Gagasan kebangsaan yang muncul seiring abad 20, yang melahirkan kesadaran sekebangsaan, melintasi suku, ras, agama dan asal usul, yang kemudian bernama “Indonesia”. Gagasan itu tentu tidak lahir dari ruang kosong, melainkan lahir dari “perasaan senasib” yang kuat dari realitas penjajahan. Sehingga gagasan sebangsa itu tidak saja bermuatan “persatuan”, tetapi juga keadilan dan kemakmuran bagi masyarakat. Gagasan itu cepat bergulir dan menemukan momentum berikutnya, yakni menguatnya gagasan kemerdekaan, kedaulatan, yang kemudian melahirkan “negara” Indonesia. Kita melihat, bahwa lahirnya gagasan kebangsaan (nationalism) mendahului gagasan tentang negara (statism). Gagasan statisme ini menjadikan pemerintah secara terpusat memegang kendali terhadap sumber daya alam dan manusia melalui birokrasi dan administrasi militer yang menyentuh setiap aspek kehidupan. Pada perjalanan berikutnya, tampak bahwa gagasan kebangsaan ini secara serius telah dilemahkan oleh statisme, dan cita-cita persatuan, keadilan dan kemakmuran bagi rakyat Indonesia telah gagal diwujudkan.

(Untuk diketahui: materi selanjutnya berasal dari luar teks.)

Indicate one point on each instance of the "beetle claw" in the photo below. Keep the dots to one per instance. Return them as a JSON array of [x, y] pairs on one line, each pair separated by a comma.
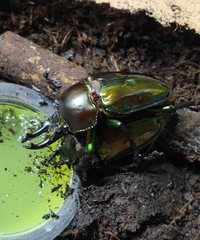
[[45, 128]]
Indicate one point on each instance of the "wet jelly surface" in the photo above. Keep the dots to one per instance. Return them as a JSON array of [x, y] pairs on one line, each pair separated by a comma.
[[29, 186]]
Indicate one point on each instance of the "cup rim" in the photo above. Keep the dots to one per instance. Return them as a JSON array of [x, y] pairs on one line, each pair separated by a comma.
[[27, 97]]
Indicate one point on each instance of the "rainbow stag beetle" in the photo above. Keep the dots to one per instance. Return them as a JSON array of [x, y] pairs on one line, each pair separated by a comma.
[[109, 96]]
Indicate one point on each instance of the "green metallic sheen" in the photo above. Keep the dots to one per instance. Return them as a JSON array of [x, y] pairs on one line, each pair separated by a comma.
[[123, 94], [143, 132]]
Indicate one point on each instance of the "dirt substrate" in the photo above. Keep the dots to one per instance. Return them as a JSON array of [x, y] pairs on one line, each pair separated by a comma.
[[160, 198]]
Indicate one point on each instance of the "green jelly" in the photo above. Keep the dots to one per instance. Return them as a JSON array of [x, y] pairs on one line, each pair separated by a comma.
[[29, 186]]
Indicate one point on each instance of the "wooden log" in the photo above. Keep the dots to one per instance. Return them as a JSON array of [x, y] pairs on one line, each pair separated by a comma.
[[181, 137], [22, 61]]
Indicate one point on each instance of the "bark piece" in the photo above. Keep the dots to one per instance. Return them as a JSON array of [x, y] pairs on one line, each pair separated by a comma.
[[182, 135], [22, 61]]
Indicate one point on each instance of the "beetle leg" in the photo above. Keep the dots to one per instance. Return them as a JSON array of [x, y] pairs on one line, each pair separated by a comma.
[[45, 128]]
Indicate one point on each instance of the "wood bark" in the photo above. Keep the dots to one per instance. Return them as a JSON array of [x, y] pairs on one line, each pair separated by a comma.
[[22, 61]]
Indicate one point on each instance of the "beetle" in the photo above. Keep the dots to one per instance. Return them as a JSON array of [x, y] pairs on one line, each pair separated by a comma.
[[111, 143], [115, 99], [109, 96]]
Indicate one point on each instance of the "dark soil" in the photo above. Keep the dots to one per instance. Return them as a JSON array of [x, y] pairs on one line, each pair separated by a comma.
[[160, 198]]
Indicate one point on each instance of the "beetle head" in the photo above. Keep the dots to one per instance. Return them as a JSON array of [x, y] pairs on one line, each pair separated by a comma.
[[54, 128]]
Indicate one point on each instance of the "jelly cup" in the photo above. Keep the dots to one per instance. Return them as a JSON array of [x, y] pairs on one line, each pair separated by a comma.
[[34, 199]]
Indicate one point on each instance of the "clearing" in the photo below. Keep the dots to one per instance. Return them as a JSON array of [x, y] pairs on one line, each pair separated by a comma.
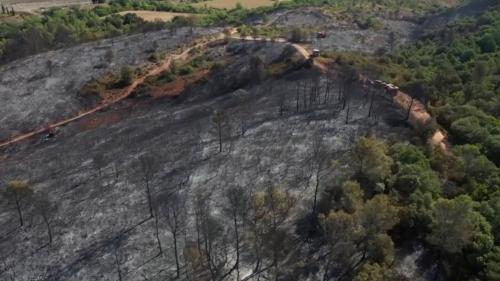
[[230, 4], [155, 15]]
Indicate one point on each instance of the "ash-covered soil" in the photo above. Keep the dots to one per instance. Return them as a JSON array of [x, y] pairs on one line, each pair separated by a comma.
[[46, 87], [102, 217], [343, 35]]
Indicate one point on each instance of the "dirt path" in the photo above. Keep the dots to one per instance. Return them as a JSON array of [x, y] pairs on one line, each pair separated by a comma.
[[419, 117], [123, 94]]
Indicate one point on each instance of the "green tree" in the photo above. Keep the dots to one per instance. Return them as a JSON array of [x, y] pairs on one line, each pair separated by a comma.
[[454, 222], [487, 43], [371, 160], [18, 192]]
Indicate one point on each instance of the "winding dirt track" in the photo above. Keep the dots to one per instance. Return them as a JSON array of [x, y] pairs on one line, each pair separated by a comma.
[[124, 93], [418, 113]]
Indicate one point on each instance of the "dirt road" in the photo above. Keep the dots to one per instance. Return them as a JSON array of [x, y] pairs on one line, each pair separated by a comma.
[[123, 94]]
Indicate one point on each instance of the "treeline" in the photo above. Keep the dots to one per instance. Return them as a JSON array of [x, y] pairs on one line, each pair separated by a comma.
[[59, 28], [460, 68], [456, 72], [381, 197]]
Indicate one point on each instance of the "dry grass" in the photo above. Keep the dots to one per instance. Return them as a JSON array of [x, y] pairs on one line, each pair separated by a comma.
[[153, 15], [230, 4]]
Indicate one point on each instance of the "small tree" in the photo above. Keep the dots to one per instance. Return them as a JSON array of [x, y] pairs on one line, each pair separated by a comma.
[[18, 191], [172, 208], [46, 210], [239, 203], [126, 76], [219, 122], [148, 168]]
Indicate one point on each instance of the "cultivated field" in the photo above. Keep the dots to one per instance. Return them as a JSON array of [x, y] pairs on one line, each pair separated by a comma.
[[154, 15], [229, 4]]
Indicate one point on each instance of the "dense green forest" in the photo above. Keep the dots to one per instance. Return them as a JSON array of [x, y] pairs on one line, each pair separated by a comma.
[[60, 27], [456, 72]]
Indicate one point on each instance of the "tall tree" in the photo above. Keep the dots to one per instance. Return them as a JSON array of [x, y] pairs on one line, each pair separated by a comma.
[[46, 210], [173, 209], [220, 125], [148, 167], [237, 209]]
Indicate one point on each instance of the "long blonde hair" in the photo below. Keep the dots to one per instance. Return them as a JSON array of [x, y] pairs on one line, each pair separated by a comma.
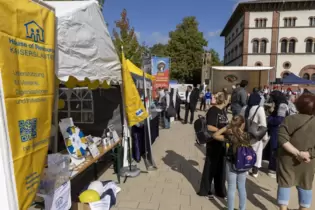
[[237, 129]]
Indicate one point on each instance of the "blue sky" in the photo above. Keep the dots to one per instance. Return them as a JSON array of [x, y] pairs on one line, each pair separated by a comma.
[[153, 20]]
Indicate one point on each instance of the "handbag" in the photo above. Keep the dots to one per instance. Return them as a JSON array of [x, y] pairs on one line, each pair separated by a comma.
[[301, 126], [254, 129]]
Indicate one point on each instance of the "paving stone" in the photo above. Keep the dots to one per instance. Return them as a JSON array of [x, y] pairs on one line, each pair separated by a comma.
[[174, 184], [164, 206], [128, 204], [149, 206]]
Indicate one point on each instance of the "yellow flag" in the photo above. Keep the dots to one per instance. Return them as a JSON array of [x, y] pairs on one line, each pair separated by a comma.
[[134, 107], [27, 58]]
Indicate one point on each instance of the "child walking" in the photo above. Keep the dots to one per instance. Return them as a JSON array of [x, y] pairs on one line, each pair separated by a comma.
[[235, 134]]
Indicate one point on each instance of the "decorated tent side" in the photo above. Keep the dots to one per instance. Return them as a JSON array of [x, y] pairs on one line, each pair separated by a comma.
[[88, 69]]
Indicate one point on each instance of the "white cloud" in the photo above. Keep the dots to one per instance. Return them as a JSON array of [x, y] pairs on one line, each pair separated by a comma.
[[138, 35], [157, 37], [213, 33]]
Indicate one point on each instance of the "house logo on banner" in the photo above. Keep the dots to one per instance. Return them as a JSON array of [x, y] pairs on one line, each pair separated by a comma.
[[59, 202], [34, 32]]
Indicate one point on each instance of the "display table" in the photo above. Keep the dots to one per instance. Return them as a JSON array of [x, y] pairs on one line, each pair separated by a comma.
[[89, 161]]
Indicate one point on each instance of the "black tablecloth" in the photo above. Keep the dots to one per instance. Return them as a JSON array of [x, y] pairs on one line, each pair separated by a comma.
[[138, 144]]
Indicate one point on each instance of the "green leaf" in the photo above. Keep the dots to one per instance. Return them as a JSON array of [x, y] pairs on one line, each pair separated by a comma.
[[186, 49]]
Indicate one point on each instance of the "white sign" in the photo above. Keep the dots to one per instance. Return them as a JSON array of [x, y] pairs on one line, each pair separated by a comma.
[[60, 199], [94, 150]]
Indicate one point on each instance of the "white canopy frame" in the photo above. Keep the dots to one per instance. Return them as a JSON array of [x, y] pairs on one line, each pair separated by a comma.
[[84, 49]]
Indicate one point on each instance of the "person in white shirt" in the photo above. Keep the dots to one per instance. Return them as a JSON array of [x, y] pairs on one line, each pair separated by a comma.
[[254, 111]]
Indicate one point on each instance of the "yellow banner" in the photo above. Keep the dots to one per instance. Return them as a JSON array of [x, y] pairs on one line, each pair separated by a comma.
[[135, 70], [135, 110], [27, 36]]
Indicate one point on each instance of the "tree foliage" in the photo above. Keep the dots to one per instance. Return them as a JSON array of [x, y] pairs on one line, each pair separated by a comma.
[[159, 50], [186, 48], [124, 36]]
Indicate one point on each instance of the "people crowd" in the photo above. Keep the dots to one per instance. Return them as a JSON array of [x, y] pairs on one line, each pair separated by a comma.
[[288, 144]]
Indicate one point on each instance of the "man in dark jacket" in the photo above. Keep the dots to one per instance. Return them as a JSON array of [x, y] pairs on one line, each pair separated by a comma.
[[239, 98], [191, 103]]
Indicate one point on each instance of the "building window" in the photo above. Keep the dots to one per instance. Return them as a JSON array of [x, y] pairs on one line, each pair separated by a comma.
[[289, 22], [309, 45], [78, 105], [286, 65], [306, 76], [292, 46], [255, 46], [261, 23], [284, 46], [264, 23], [263, 46]]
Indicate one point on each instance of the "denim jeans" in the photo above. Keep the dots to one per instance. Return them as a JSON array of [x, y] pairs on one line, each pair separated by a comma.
[[236, 179], [166, 119], [305, 196]]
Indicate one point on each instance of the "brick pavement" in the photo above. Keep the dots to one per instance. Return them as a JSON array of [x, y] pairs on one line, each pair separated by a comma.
[[173, 186]]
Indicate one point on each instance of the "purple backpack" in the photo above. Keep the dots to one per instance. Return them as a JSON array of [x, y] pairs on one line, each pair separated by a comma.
[[244, 159]]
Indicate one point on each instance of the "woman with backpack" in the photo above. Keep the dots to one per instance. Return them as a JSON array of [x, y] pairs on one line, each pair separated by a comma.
[[296, 154], [280, 111], [236, 136], [253, 111], [214, 169]]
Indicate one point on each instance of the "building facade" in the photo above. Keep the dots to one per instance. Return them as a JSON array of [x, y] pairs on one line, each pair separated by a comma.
[[273, 33]]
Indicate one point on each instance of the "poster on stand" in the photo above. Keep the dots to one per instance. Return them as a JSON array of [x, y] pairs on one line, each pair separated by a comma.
[[27, 40], [161, 71]]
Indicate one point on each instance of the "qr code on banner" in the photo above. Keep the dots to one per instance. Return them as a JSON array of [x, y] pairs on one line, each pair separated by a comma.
[[28, 129]]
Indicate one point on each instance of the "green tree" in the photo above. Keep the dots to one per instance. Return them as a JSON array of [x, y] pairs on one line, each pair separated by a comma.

Memang, justru setelah “kemerdekaan” diraih, persoalan relasi hak masyarakat yang merdeka dan negara menjadi masalah krusial. Segera setelah proklamasi kemerdekaan, konflik-konflik berbasis politik, ekonomi, sosial dan budaya banyak terjadi dan tak terselesaikan, sehingga bangsa ini kehilangan kesempatan untuk belajar menjadi bangsa yang lebih demokratis dan bermartabat.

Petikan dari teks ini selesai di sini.